Statistik spricht gegen WM-Titel für Tschechien
Der Fluch des heimischen Eises

Das Ziel war von Anfang an klar: "Go for Gold" kann es bei der Weltmeisterschaft 2004 im eigenen Land für Tschechien nur heißen, alles andere käme einer nationalen Enttäuschung gleich. Doch die Statistik spricht eindeutig gegen einen Erfolg der Gastgeber. Immerhin stolze 18 Jahre ist es mittlerweile her, dass die ausrichtende Nation am Ende auch das Weltmeister-Team stellte. Das letzte Mal gelang dies 1986: Damals triumphierte das russische Team in Moskau.

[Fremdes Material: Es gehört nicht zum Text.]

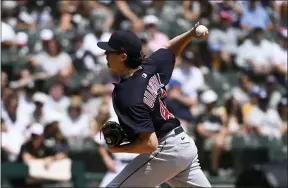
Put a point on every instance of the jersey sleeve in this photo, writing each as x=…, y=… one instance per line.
x=138, y=119
x=162, y=61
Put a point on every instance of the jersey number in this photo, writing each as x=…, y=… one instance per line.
x=164, y=111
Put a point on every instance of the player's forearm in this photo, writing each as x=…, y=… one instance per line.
x=187, y=101
x=177, y=44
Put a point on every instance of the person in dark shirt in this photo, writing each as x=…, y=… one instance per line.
x=37, y=149
x=167, y=153
x=210, y=130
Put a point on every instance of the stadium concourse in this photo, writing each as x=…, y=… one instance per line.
x=56, y=89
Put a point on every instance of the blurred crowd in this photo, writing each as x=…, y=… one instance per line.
x=228, y=91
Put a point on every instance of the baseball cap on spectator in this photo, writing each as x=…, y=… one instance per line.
x=8, y=4
x=215, y=47
x=224, y=15
x=53, y=117
x=254, y=90
x=271, y=79
x=283, y=32
x=21, y=39
x=283, y=102
x=150, y=19
x=143, y=37
x=263, y=95
x=46, y=34
x=7, y=33
x=209, y=96
x=123, y=41
x=188, y=56
x=40, y=97
x=36, y=129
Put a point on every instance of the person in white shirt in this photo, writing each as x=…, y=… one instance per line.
x=240, y=93
x=254, y=54
x=279, y=56
x=52, y=61
x=265, y=120
x=266, y=123
x=57, y=100
x=186, y=80
x=90, y=44
x=16, y=123
x=156, y=39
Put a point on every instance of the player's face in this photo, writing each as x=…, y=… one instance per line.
x=115, y=61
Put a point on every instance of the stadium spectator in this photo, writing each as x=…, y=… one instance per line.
x=210, y=130
x=75, y=124
x=282, y=109
x=144, y=41
x=57, y=100
x=90, y=41
x=231, y=7
x=273, y=93
x=279, y=56
x=268, y=122
x=41, y=114
x=281, y=10
x=53, y=60
x=223, y=41
x=39, y=155
x=255, y=16
x=253, y=94
x=156, y=39
x=83, y=60
x=184, y=85
x=240, y=92
x=254, y=54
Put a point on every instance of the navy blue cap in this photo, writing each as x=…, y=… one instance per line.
x=254, y=90
x=122, y=41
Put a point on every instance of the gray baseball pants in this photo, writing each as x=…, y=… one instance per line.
x=175, y=162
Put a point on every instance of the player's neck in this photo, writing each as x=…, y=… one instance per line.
x=128, y=73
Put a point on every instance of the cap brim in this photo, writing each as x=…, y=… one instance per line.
x=105, y=46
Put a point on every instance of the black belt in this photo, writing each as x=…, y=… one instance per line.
x=176, y=130
x=125, y=161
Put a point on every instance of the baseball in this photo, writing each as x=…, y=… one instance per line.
x=201, y=29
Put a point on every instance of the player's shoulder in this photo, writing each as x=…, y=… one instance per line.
x=160, y=54
x=131, y=91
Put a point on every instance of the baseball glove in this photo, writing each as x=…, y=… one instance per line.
x=113, y=133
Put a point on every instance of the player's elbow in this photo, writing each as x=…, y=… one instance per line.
x=150, y=142
x=152, y=146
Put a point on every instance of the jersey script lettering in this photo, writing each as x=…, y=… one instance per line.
x=151, y=91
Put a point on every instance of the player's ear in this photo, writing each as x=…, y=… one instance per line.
x=123, y=57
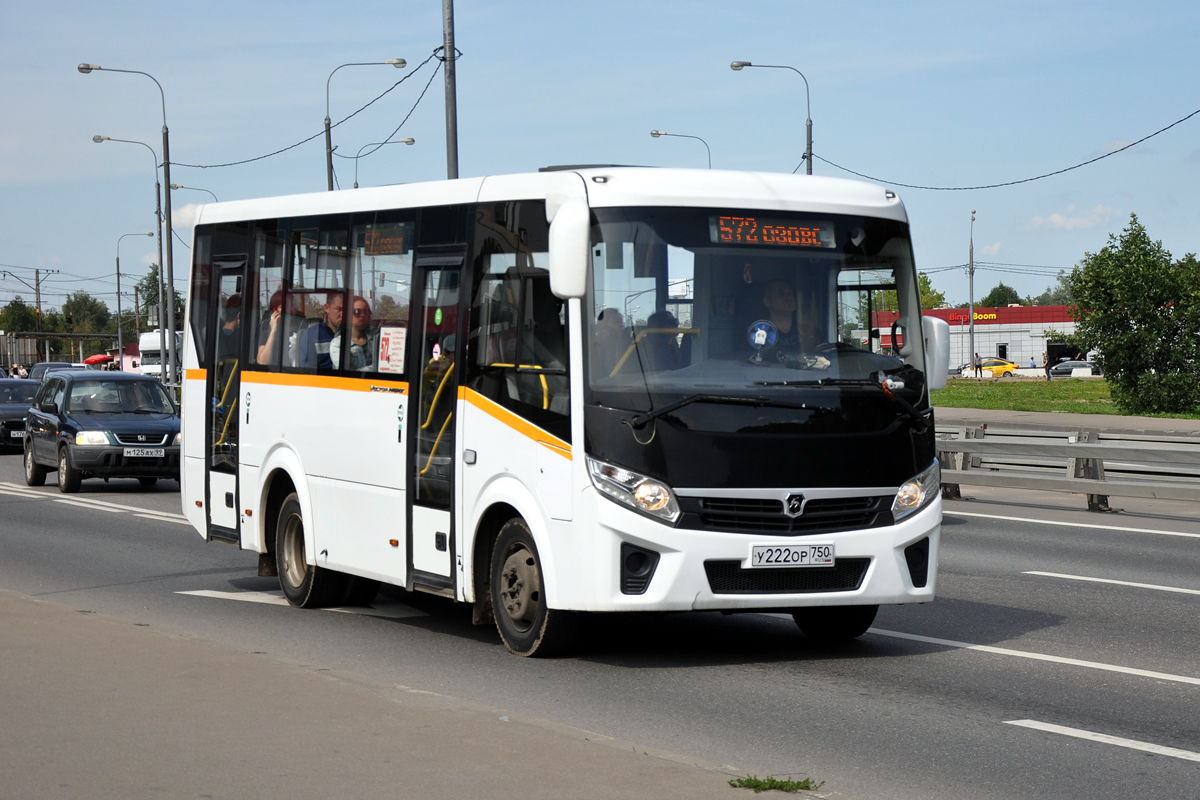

PRAG. Die hohe Erwartungshaltung der Öffentlichkeit, der große Druck der Medien, aber auch der eigene Anspruch der Spieler, sich gerade vor den hemischen Fans zu beweisen - das alles kann ins Negative umschlagen und aus dem vermeintlichen Heimvorteil wird ein Hemmschuh. Und oft entscheiden Winzigkeiten über "Sein oder Nicht-Sein", etwa ungenutzte Chancen oder ein unglückliches Tor - und schon wird die WM im eigenen Land zum schweren Trauma statt zum Triumphmarsch.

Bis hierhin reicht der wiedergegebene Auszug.